Chi ha ragione? Difficile dirlo, ragionando empiricamente. Una cosa è certa: il nuovo dato di utilizzo della facility di reverse repo della Fed pare confermare sempre di più l’idea che Jerome Powell intenda operare un tapering sotto copertura. Ma non solo. Come mostra questo grafico,
Fonte: Bloomberg
dopo gli 840 miliardi di ieri, infatti, oggi 90 controparti hanno depositato qualcosa come 991,93 miliardi allo 0,05% di interesse. Nell’ultimo giorno del trimestre. Di fatto, il più grande drenaggio di liquidità su base quotidiana da quando viene tracciata la serie storica. Ma anche altro: il corrispettivo 8 mesi di acquisti del Qe pandemico della Fed fatti sparire dal mercato in un solo colpo, tramutati in inert cash parcheggiato alla Fed di New York. Oltretutto, remunerato in modalità di investimento risk-free totale.
E calcolando la leva cui operano le banche attraverso i buybacks, chiaramente nelle prossime settimane l’utilizzo di quella facility è destinato a crescere ulteriormente, dovendo fare spazio nei bilanci in ossequio alla CET1 capacity: qualcuno parla di 2 trilioni entro la metà di luglio. Sorge un dubbio. A parte operare un tapering mascherato sulla partita di giro fra Trasuries acquistati sul secondario e re-immessi in circolo sotto forma di garanzia per quella liquidità depositata, alla Fed cercano di creare artificialmente una conferma alla loro tesi sulla transitorietà dell’inflazione drenando il cash in eccesso del Qe e parcheggiandolo in stato di inerzia?

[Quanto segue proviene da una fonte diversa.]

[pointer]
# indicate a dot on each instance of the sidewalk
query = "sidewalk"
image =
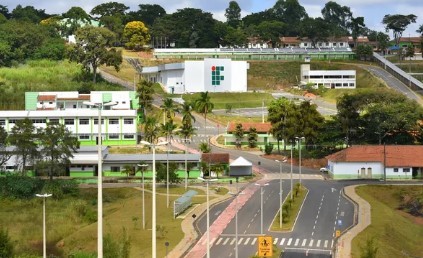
(364, 220)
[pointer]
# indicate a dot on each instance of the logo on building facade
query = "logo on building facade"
(217, 75)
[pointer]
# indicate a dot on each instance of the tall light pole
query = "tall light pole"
(208, 181)
(153, 210)
(261, 206)
(44, 196)
(143, 193)
(99, 176)
(292, 146)
(280, 191)
(299, 139)
(236, 217)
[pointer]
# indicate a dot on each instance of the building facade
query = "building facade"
(332, 79)
(119, 122)
(374, 162)
(210, 74)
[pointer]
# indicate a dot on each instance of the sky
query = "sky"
(373, 11)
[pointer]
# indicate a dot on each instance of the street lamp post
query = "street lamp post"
(44, 196)
(261, 206)
(299, 139)
(280, 191)
(292, 146)
(99, 176)
(208, 181)
(143, 194)
(153, 210)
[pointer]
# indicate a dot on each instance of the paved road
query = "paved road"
(324, 211)
(392, 82)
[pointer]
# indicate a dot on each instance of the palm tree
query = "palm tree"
(168, 129)
(151, 129)
(204, 105)
(186, 111)
(145, 93)
(169, 109)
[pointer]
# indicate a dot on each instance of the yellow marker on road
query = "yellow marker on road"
(265, 246)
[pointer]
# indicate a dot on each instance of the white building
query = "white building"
(333, 79)
(119, 122)
(377, 161)
(213, 75)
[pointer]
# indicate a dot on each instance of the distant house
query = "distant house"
(373, 161)
(332, 79)
(263, 133)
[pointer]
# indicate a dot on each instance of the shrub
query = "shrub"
(268, 148)
(6, 246)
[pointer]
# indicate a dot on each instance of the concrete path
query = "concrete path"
(343, 248)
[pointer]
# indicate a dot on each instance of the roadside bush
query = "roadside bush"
(268, 148)
(6, 246)
(20, 187)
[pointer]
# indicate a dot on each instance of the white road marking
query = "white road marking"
(289, 241)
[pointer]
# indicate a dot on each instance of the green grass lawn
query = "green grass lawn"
(396, 233)
(71, 223)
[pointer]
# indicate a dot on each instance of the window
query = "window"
(69, 121)
(38, 121)
(128, 121)
(84, 137)
(113, 121)
(54, 121)
(96, 121)
(113, 136)
(84, 121)
(115, 169)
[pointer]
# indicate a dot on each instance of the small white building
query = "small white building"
(374, 161)
(332, 79)
(210, 74)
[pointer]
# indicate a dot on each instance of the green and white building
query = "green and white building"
(119, 122)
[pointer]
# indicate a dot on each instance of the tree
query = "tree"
(315, 29)
(290, 12)
(398, 23)
(4, 154)
(339, 17)
(233, 14)
(357, 28)
(28, 14)
(252, 137)
(75, 18)
(24, 139)
(147, 13)
(109, 9)
(135, 35)
(239, 134)
(186, 112)
(169, 109)
(57, 147)
(151, 129)
(145, 92)
(204, 105)
(93, 48)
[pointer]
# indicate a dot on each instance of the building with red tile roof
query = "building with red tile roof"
(376, 161)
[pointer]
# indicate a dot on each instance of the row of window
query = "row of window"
(110, 136)
(68, 121)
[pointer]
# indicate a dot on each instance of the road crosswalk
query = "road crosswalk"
(284, 242)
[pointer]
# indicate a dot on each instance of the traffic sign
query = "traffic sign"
(265, 246)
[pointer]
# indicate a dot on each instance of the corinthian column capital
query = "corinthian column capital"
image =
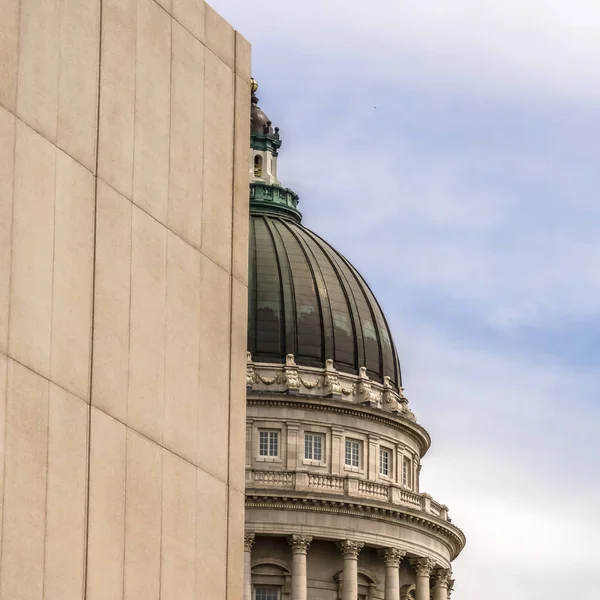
(392, 556)
(441, 577)
(350, 548)
(423, 566)
(299, 543)
(248, 542)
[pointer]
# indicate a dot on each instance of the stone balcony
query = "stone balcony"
(347, 486)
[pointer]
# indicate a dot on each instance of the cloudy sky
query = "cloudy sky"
(451, 150)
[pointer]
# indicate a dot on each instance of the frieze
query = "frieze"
(452, 536)
(389, 419)
(299, 543)
(422, 566)
(327, 382)
(350, 548)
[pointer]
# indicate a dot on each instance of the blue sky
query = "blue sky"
(451, 150)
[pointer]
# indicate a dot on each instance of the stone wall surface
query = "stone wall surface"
(124, 141)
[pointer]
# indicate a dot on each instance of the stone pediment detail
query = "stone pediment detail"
(293, 379)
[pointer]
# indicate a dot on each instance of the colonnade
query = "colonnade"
(431, 582)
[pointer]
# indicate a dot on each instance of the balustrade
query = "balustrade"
(349, 486)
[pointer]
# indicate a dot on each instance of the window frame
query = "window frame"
(360, 457)
(310, 460)
(406, 472)
(277, 436)
(384, 450)
(256, 587)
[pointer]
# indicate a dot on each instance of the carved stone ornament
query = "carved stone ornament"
(248, 541)
(299, 543)
(350, 548)
(327, 382)
(291, 377)
(249, 371)
(392, 556)
(370, 397)
(423, 566)
(441, 577)
(331, 380)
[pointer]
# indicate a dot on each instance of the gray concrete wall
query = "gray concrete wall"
(124, 141)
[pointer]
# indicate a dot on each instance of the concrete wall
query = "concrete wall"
(124, 141)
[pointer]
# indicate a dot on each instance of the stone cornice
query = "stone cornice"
(451, 536)
(392, 556)
(441, 577)
(248, 541)
(350, 548)
(340, 392)
(328, 405)
(422, 566)
(299, 543)
(325, 382)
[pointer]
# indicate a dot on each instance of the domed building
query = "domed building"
(333, 451)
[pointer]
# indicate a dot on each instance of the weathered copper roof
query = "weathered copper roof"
(306, 299)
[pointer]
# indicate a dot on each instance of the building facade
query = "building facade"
(124, 141)
(333, 452)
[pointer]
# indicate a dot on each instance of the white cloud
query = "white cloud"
(472, 187)
(548, 44)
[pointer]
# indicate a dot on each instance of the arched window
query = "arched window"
(258, 165)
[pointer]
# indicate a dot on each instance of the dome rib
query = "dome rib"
(351, 306)
(308, 300)
(321, 294)
(290, 338)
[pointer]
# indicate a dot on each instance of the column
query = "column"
(441, 579)
(423, 568)
(350, 551)
(392, 558)
(299, 545)
(248, 543)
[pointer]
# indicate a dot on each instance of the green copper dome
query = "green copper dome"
(305, 298)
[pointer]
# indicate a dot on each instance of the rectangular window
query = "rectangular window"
(384, 462)
(313, 447)
(353, 453)
(266, 592)
(268, 443)
(406, 467)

Perché altrimenti, qualcuno potrebbe azzardare l’ipotesi di un programma espansivo da 120 miliardi al mese divenuto totalmente inutile, stante i continui depositi record da parte delle banche. Wall Street, però, potrebbe non gradire. Comunque sia, quanto sta accadendo negli Usa pare confermare i timori della BRI: il Pandexit rischia di rivelarsi molto più duro da gestire della stessa pandemia.